In 2000, a French television station, France 2, broadcast footage of a gunfight between Palestinian terrorists and Israeli soldiers in the Gaza Strip. Caught in the middle, a father shields his young son, Mohammed, as bullets rake the air around them. Seconds later, the edited footage shows Mohammed Al-Durah draped lifelessly over his father’s knees.

Thirteen years later, an increasing number of commentators believe that the Al-Durah affair, as many now label it, was staged. A number of organizations — such as the Al Durah Project, which has obtained raw footage of the event and highlighted the countless contradictions in a number of the Palestinians’ statements — establishes that the Al-Durah incident is a prime example of Palestinian organizations’ manipulating the media with falsified footage and incorrect testimony.

Further, the Israeli government recently concluded its own investigation into the Al-Durah incident; the Israeli report notes that crucial parts of the raw footage, revealing that Mohammed Al Durah was alive several minutes after France 2’s report ended, had been deliberately omitted from the broadcast, and states that the cameraman’s testimony was «replete with contradictions, inconsistencies and falsehoods.»

Media manipulation, an important tool within the information battlefield, is well established in the Middle East, but staged incidents do not always go according to plan. One leaked video of another incident, for instance, shows a funeral procession carrying the body of a Palestinian, supposedly murdered by Israeli forces. After the corpse accidentally falls out of the stretcher, it quickly stands up and jumps back in.

Some attempts at media manipulation, however, do succeed. Whether the Al Durah affair or the Jenin ‘massacre’ — a widely reported slaughter that never happened — journalists’ sympathy for the perceived underdog is extremely damaging. According to the Israeli review, «The battle for the TV or computer screen is often as or even more important than the actual military clash.»

Most newspapers, despite widely reporting the Al Durah shooting in 2000, have not reported the Israeli government’s recent findings, nor have they reported the ongoing case in the French courts that disputes France 2’s footage.

The few media outlets that have reported the most recent Israeli findings have been skeptical. The most direct response came from an opinion article by Rachel Shabi, printed in The Guardian. Shabi writes that, «If Israel’s government is to be believed, Palestinians have sunk so low as to be capable of faking their own deaths.»

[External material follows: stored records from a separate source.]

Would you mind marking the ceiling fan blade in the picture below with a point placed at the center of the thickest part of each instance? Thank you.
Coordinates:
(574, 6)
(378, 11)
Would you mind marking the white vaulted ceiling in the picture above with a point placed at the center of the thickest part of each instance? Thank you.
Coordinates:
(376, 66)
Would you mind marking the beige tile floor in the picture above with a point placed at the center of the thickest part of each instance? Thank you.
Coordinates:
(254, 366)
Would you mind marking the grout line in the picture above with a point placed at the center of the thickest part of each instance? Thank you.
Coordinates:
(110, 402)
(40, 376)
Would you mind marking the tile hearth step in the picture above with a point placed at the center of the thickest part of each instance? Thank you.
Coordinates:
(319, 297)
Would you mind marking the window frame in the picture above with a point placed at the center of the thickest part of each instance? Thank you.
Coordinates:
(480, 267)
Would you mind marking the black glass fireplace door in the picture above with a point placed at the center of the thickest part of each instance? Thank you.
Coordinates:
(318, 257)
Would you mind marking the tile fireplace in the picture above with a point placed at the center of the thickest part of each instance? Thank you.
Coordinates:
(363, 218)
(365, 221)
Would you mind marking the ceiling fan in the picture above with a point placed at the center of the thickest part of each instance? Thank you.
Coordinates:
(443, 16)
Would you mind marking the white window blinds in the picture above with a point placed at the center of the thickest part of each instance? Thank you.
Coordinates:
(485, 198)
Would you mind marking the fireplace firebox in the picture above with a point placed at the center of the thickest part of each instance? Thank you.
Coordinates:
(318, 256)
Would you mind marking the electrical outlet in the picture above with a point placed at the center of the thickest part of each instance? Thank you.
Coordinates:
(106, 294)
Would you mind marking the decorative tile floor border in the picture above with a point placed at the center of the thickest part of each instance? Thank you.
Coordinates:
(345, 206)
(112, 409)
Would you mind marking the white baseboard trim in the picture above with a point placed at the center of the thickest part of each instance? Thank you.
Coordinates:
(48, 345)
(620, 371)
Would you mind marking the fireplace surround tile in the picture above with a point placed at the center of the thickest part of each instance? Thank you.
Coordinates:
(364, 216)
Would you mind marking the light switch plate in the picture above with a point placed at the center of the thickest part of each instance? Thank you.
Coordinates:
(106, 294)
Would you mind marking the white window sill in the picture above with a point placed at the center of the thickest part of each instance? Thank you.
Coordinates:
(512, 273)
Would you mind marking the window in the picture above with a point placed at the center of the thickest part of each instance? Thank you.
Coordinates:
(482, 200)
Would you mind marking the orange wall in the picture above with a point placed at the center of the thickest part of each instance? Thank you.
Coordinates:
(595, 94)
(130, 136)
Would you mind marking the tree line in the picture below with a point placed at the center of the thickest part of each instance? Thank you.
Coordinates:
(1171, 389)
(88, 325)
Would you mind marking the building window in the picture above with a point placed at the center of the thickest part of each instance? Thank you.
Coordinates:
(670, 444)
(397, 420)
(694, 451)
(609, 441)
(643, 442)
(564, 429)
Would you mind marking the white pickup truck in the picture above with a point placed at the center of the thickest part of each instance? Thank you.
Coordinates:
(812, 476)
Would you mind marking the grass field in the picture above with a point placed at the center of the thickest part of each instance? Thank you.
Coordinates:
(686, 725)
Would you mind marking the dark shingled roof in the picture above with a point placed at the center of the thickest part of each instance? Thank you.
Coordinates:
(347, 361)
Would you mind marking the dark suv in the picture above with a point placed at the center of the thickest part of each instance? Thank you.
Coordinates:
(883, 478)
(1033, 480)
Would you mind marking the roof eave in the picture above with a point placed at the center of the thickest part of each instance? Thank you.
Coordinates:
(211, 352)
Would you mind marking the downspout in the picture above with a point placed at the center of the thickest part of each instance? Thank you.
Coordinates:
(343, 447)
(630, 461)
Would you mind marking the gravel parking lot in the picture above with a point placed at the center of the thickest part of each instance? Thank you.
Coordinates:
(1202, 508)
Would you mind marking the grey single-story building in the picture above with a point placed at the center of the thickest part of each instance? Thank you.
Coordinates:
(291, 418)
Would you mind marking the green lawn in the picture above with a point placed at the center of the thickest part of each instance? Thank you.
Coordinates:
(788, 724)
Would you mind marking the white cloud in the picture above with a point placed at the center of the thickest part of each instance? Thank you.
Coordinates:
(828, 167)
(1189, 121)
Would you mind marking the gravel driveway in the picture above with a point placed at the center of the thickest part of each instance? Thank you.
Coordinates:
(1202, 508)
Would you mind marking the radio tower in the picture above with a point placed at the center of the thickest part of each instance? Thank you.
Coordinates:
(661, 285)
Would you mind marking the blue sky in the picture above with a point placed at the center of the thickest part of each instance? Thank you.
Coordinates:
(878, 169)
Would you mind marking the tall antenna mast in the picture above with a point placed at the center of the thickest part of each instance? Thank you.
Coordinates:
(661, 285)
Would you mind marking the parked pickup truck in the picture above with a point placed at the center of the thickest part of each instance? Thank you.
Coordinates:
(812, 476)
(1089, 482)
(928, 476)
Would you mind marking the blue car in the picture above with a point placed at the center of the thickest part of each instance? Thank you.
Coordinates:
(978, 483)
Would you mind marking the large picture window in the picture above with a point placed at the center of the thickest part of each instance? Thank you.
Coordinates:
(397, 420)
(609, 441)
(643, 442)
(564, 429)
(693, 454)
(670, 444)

As, however, over the past few decades, Palestinian groups have used children as suicide bombers and human shields, and Palestinian television’s children shows glorify martyrdom and murder, one might assume that groups that capable of murdering their children are also capable of staging their deaths.

Shabi denounces the Israeli investigation into Al Durah’s death as «an obsession with trying to win the propaganda war.»

If Shabi were concerned with accurate journalism, or indeed, believes that propaganda should play not part in the media, she should support a detailed investigation into the alleged killing of Mohammed Al Durah rather than condemn attempts to examine the facts.

But clarity is not Shabi’s goal. For her, the Israeli government’s review to ascertain facts is itself an act of dehumanization and degradation. «What stands out yet again,» she writes, «is the disregard for anything Palestinians might have to contribute to the story. In effect, this report is saying to Palestinians: your words, your pain and your losses are insignificant, erasable bumps in this narrative.»

The real moral culpability would seem to lie with the Palestinian groups who use the lives of children as propaganda tools and with the commentators who accept, and so legitimize, such behavior.

The Al-Durah affair does not, as claimed, illustrate any intransigence or dogma on the part of the Israeli government; instead, it shows that a number of commentators cannot separate Palestinian propaganda and terror groups from the Palestinian people as a whole. For Shabi, Mohammed’s alleged death cannot be blamed upon the Palestinians terrorists who opened fire on the Israelis, even if that is what took place, and doubts over Mohammed’s death cannot be the fault of the Palestinians who staged it, even if they did.

Since 2000, the reports of Mohammed Al-Durah’s death have inspired many murderous attacks, including the brutal lynching of two Israeli policemen in Ramallah, where crowds chanted «Revenge for Mohammed Al Durah,» as well as the execution of American journalist Daniel Pearl in Pakistan. Pearl’s murderers filmed him in front of an image of Mohamed Al-Durah; then executed Pearl after demanding that he admit to being a Jew, and that Jews murder children. Al-Qaeda also has cited the death of Al-Durah as inspiration for their campaign of terror against the West.

Shabi claims that Mohammed Al-Durah is now a «symbol of the brutality of the second intifada and the Israeli occupation» and that attempts to uncover the truth behind his death are a distraction from the «prolonged and oppressive occupation of the Palestinian people – the escalating deaths; the daily, grinding humiliation.»

Even if, as Shabi claims, Israel does have an «obsession with trying to win the propaganda war,» is that charge supposed to imply that the Palestinians do not?

The Al Durah affair demonstrates the importance of the propaganda battlefield — it has shaped the idea that, in the context of «Israeli occupation,» facts are irrelevant and Palestinian wrongdoing out of the question.